Note 2 In this example application, we are using the simple jQuery AJAX Form plugin which turns any form tags into an AJAX call (which is one of the best practice we follow at BriteSnow). See bookmarks.ftl script tag to see a code sample.

Adding HibernateDaoHelper

While Hibernate is not required, Snow has built-in Hibernate support, which is very simple and customizable.
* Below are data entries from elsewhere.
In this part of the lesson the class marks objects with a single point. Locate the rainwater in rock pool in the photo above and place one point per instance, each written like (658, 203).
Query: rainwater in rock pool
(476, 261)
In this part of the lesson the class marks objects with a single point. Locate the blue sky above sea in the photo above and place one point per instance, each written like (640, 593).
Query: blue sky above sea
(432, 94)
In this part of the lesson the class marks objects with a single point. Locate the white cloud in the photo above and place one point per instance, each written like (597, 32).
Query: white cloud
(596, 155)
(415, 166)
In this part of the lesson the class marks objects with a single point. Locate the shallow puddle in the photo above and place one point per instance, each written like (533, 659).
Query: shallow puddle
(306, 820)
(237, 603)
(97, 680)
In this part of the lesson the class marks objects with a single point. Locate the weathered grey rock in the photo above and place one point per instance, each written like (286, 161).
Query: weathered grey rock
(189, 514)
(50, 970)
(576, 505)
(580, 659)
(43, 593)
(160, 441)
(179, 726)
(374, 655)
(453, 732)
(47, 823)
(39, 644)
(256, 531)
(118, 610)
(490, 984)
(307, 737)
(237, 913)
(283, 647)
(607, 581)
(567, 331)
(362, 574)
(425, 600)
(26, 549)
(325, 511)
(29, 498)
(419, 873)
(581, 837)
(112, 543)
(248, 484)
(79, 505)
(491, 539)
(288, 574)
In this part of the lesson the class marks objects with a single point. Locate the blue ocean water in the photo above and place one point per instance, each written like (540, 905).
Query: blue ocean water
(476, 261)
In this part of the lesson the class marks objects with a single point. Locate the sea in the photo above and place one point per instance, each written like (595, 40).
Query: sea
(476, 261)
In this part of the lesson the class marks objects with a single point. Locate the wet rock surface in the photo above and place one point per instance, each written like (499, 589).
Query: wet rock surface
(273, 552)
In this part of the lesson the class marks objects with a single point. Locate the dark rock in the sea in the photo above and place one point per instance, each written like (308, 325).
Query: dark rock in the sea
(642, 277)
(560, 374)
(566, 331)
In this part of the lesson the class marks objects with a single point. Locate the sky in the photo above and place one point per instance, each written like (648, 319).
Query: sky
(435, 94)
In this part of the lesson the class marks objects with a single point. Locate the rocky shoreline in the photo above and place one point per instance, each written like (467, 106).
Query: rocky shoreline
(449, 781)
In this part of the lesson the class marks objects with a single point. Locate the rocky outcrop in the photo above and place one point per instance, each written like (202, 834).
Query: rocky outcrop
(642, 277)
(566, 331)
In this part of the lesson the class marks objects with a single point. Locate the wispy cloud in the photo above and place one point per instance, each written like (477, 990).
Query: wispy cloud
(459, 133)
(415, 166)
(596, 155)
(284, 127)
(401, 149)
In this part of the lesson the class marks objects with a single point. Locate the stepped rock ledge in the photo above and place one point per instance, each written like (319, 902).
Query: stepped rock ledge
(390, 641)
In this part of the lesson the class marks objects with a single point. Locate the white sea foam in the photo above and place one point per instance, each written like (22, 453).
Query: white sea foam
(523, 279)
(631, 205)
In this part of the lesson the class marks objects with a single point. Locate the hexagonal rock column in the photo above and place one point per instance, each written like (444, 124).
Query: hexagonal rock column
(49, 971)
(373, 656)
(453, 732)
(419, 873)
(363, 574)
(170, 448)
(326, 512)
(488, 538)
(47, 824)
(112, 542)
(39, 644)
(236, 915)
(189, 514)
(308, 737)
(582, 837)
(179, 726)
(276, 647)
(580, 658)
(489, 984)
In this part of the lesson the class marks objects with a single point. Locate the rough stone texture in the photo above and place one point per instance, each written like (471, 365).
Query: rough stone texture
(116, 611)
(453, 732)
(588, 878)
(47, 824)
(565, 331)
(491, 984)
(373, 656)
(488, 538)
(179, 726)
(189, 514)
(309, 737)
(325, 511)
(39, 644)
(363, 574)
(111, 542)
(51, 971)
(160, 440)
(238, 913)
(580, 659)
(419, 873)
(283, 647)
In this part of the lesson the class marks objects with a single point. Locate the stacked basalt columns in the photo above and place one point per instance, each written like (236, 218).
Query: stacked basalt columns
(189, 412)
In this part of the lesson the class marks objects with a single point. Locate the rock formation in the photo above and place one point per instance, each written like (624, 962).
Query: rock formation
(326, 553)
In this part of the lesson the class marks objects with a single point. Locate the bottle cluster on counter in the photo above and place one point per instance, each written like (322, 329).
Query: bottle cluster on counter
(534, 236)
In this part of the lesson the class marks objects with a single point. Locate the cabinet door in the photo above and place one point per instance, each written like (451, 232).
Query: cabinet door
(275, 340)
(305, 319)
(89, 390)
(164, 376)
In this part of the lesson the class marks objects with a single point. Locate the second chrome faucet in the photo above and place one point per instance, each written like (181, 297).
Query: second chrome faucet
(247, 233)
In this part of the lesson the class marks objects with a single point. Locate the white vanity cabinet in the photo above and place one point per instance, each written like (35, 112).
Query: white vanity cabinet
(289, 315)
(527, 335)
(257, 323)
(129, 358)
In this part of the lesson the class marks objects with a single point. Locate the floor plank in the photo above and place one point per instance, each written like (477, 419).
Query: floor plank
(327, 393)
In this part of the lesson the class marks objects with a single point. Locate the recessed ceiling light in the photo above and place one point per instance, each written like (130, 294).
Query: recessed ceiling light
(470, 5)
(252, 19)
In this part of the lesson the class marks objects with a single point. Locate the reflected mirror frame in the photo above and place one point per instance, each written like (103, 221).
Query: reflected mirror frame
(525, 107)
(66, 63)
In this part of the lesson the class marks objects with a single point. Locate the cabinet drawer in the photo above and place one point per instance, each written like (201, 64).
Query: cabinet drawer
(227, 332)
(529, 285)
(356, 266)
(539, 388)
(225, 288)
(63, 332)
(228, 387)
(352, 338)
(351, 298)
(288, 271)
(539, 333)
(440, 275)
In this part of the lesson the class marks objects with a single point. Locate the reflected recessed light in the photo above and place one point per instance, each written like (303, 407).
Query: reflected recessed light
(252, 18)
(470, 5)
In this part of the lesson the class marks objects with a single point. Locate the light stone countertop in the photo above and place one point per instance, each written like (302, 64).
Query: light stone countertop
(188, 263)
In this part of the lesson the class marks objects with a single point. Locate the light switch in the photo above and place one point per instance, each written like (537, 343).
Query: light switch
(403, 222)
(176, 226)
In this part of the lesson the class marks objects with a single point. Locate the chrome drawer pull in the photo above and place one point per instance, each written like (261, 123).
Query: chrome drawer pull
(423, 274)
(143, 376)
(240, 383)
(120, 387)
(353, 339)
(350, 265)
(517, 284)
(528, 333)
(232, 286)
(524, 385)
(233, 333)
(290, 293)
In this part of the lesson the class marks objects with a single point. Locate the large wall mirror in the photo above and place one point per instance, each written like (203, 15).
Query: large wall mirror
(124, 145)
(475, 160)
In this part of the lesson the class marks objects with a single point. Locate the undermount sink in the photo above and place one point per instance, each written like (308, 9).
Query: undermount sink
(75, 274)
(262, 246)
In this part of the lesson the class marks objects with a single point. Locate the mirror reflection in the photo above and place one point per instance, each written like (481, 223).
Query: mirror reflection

To enable Hibernate Snow support:

1) Add hibernate.* properties in webapp/WEB-INF/snow.properties

# The Application Guice Modules (1 or more, comma separated)
snow.webApplicationModules=com.example.samplebookmarks.AppConfig

# Hibernate Config
hibernate.connection.driver_class = org.hsqldb.jdbcDriver
hibernate.connection.url=jdbc:hsqldb:file:tmp/sampleBookmarksDB/hsqldb
hibernate.connection.username=testdb_user
hibernate.connection.password=welcome
hibernate.connection.autocommit=true
hibernate.dialect = org.hibernate.dialect.HSQLDialect
hibernate.hbm2ddl.auto = update

# optional Hibernate/c3p0 section properties ... (see source file) 

2) Guice provide a @EntityClasses Class[] as com.example.samplebookmarks.AppConfig

package com.example.samplebookmarks;

public class AppConfig extends AbstractModule {
    
    ....
    
    @Provides
    @Singleton
    @EntityClasses
    public Class[] provideEntityClasses() {
      // Here is a simple harcoded implementation for this method
      return new Class[]{com.example.samplebookmarks.entity.User.class,
                         com.example.samplebookmarks.entity.Item.class};
      // See the source file for auto-discovery implementation                   
    }
}

Once this is done, Snow automatically initialize Hibernate, and expose a very convenient HibernateDaoHelper instance that can be injected in any DAO or object that needs to make HQL calls. See the com.example.samplebookmarks.dao.BaseHibernateDao to see the use of HibernateDao.

Note Obviously, Hibernate is completely optional in Snow, and developers can use database and storage libraries of their choosing, and even provide their own support for Hibernate.